Not all of Savoie’s crew had abandoned her, and some, Japanese and Grik, retained very old-fashioned views about fighting to the bitter end. As soon as they mounted the companionway alongside the number three turret, they came under fire from forward, among the remains of shattered boats, launches, and the toppled funnel. Musket balls blew splinters from the deck and 6.5 mm Arisaka rounds cracked past. Pack Rat hosed the boats with his BAR and they charged forward, shooting as they went. Two ’Cats spun and fell, helmets clattering and rolling away. Pam grabbed a sailor to help her drag the wounded under cover. “Go!” she shouted. Matt, Pack Rat, and seventeen ’Cats went. A man and two Grik lunged from behind a large locker, bayonets leveled. Matt shot the man with his .45, but both Grik pinned a screaming ’Cat against a bulkhead before they were shot and bayonetted down in turn. More fire came from around the funnel and a fierce fight erupted to starboard when Campeti’s sailors opened up with Blitzers. Another ’Cat fell to a shot from the superstructure.
“Half the Marines take cover and stay here,” Matt shouted. “Watch for snipers up high and keep us covered.” They pushed on under a withering exchange of shots. The forward funnel loomed, and they clattered up the closest companionway. Six ’Cats followed Pack Rat to the next level while Matt and the rest covered Campeti and Jeek, who’d been slowed by a mad rush of two dozen Grik and Japanese.
“Did you see Pam?” Matt yelled at Campeti as the gunnery officer ch
arged up the matching starboard companionway.
“Aye, sir. I left two more riflemen with her. We had some wounded too. These Jap-Grik bastards’re fighting nuts.”
Pack Rat’s BAR hammered above, spilling Grik from the upper levels. Hot brass showered down. “Let’s go!” Matt urged.
The battle for the forward superstructure turned into a chaotic nightmare, like fighting through a mazelike jungle gym with enemies around every turn. To the Marine marksman, the analogy was probably even more apt, Matt thought, as bullets whaanged off the rails from above and below. We must look like a bunch of monkeys fighting through a huge steel tree. One thing quickly became clear: for whatever reason, whether to compel any remaining League officers or defend against Grik insurrection, here was the core of Kurokawa’s last-ditch support on the ship, and their opponents were increasingly Japanese. Fortunately, though surprisingly well armed, they didn’t seem to have any automatic weapons or grenades. The BAR, Thompsons, Blitzerbugs, and ’03 Springfields that picked off those who exposed themselves to fire down on the assaulting squads finally crushed the defense.

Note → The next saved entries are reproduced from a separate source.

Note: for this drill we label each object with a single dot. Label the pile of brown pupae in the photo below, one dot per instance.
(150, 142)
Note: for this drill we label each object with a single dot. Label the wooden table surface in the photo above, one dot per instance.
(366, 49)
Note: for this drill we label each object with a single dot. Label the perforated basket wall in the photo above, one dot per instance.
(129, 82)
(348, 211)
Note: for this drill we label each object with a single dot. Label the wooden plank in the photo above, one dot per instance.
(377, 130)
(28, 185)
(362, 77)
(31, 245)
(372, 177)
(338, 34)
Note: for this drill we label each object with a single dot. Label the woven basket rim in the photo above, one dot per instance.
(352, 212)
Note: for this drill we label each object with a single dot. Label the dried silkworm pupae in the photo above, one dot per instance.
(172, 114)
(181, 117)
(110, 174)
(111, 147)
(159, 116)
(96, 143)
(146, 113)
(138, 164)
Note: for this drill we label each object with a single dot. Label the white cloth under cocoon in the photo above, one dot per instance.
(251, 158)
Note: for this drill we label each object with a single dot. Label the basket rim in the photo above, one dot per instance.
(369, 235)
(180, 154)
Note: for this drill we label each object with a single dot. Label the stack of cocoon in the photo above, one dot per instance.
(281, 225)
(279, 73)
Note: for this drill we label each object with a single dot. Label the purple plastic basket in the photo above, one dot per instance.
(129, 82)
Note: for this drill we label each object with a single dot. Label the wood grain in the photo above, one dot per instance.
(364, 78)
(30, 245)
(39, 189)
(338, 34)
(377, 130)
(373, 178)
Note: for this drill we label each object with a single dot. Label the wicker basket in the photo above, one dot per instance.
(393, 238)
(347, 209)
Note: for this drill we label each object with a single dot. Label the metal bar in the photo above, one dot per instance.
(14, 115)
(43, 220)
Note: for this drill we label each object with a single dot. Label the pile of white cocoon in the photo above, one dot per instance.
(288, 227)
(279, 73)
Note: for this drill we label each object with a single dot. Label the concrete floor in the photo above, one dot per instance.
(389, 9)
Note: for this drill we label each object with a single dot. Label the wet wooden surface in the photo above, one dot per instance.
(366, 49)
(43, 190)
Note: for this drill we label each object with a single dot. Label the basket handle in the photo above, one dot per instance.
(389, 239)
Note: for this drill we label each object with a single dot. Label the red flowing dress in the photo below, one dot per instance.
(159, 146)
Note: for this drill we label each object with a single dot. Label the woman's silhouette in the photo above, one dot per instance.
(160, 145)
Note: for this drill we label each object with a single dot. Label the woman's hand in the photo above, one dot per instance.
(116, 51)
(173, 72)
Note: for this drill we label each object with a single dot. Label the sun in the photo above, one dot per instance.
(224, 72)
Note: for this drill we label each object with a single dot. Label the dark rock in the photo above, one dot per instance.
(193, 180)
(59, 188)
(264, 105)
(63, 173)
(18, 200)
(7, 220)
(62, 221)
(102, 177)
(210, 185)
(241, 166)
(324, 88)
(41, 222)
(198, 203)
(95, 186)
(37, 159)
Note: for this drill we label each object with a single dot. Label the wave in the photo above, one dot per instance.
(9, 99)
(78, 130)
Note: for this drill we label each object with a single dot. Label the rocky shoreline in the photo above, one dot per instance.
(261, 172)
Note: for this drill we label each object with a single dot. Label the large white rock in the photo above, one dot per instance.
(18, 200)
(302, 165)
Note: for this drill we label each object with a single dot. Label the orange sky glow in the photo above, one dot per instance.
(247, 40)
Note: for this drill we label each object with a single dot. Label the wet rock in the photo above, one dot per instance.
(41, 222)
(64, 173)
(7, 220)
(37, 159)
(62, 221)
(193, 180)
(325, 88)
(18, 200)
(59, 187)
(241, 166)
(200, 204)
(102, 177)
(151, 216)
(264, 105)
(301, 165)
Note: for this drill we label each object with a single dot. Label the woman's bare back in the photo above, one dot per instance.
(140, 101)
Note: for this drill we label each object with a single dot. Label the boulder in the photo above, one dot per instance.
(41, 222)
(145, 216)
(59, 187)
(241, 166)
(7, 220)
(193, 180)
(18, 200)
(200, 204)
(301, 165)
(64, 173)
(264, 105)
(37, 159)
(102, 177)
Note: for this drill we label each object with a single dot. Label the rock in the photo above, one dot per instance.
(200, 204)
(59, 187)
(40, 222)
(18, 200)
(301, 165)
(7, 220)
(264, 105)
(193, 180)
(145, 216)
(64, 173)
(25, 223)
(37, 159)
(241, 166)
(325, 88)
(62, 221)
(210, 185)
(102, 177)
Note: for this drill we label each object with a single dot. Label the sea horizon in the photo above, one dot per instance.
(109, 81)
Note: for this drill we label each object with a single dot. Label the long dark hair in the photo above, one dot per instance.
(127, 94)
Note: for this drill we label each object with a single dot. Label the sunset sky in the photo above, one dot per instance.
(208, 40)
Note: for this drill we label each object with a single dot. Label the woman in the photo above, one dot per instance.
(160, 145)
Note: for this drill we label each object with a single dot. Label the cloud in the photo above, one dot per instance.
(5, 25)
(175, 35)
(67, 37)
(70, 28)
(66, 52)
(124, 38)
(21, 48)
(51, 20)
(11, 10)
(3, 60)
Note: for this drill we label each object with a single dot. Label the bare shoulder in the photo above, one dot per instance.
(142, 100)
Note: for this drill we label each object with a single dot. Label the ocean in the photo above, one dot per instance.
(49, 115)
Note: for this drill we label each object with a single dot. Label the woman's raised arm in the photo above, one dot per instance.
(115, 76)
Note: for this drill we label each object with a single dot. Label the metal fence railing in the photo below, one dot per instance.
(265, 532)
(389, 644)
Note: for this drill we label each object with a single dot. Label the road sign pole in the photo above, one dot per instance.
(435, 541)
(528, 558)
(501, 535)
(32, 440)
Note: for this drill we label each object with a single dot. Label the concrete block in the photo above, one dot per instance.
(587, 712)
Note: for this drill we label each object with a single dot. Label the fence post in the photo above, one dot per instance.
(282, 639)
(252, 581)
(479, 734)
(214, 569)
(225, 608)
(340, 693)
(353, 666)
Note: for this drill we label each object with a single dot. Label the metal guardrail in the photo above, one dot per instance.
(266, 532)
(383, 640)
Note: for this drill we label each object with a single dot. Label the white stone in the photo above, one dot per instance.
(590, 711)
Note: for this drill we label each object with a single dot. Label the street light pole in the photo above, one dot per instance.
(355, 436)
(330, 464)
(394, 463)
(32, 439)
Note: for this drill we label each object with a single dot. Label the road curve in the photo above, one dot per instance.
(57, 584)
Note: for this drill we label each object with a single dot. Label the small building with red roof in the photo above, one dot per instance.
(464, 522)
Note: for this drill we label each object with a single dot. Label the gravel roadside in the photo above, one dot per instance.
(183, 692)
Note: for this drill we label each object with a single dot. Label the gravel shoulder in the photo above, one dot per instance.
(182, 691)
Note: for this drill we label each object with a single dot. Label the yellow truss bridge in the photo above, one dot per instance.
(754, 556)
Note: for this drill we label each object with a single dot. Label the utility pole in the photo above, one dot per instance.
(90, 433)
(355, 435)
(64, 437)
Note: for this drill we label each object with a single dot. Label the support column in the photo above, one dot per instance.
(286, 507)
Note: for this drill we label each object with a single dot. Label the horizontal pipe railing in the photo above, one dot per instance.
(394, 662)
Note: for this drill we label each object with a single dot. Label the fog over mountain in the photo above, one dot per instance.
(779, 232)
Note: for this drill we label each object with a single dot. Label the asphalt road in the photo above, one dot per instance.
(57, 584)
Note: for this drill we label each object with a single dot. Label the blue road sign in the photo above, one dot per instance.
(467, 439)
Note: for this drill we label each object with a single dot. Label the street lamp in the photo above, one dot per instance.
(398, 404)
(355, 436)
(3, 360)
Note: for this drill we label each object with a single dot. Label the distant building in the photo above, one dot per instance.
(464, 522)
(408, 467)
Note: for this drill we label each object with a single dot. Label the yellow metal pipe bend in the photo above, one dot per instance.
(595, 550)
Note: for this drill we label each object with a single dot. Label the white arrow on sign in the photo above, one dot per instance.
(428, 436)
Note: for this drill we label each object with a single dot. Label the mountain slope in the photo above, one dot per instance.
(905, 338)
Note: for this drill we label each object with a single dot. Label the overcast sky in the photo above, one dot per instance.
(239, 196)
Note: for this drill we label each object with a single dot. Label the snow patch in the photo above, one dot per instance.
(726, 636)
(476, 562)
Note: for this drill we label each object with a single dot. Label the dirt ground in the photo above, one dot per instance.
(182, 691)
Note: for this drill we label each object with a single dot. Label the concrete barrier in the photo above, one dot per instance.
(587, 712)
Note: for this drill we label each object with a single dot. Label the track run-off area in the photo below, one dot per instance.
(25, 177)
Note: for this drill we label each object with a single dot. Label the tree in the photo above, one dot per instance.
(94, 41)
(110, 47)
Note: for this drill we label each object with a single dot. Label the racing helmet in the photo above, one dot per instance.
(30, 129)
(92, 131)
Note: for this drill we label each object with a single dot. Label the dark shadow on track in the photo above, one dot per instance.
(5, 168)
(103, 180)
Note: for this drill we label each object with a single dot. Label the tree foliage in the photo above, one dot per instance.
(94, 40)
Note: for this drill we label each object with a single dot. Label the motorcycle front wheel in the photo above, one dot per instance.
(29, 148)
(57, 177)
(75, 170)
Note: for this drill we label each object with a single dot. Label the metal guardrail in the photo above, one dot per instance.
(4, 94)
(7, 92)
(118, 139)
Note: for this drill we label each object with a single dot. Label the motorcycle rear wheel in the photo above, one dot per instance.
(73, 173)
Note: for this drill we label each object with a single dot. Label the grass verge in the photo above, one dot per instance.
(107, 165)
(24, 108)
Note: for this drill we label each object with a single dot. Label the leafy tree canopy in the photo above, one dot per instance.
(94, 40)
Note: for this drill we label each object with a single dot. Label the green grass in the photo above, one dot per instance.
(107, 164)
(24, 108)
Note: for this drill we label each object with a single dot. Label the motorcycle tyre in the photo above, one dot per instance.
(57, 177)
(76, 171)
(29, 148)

The price was high, however. Another five ’Cats were killed and eleven wounded. Campeti took a 6.5 slug through his forearm, probably breaking the ulna, but quickly wrapped it and pressed on. That delay was probably why Matt, his uniform now grimy and spattered with blood, was first on the bridge. He approached the pilothouse with his battered Academy sword at arm’s length, probing, freshly loaded Colt held back, elbow bent, sights clear in front of his eyes. He’d discovered that no one could resist taking a whack at the sword as it came around a corner, making them an easy target for the .45. Pack Rat, Campeti, and Jeek crowded in behind him, trying to squeeze past and protect him, but when they saw what awaited them through the final hatch, they knew their fight was over and couldn’t rival what had happened here.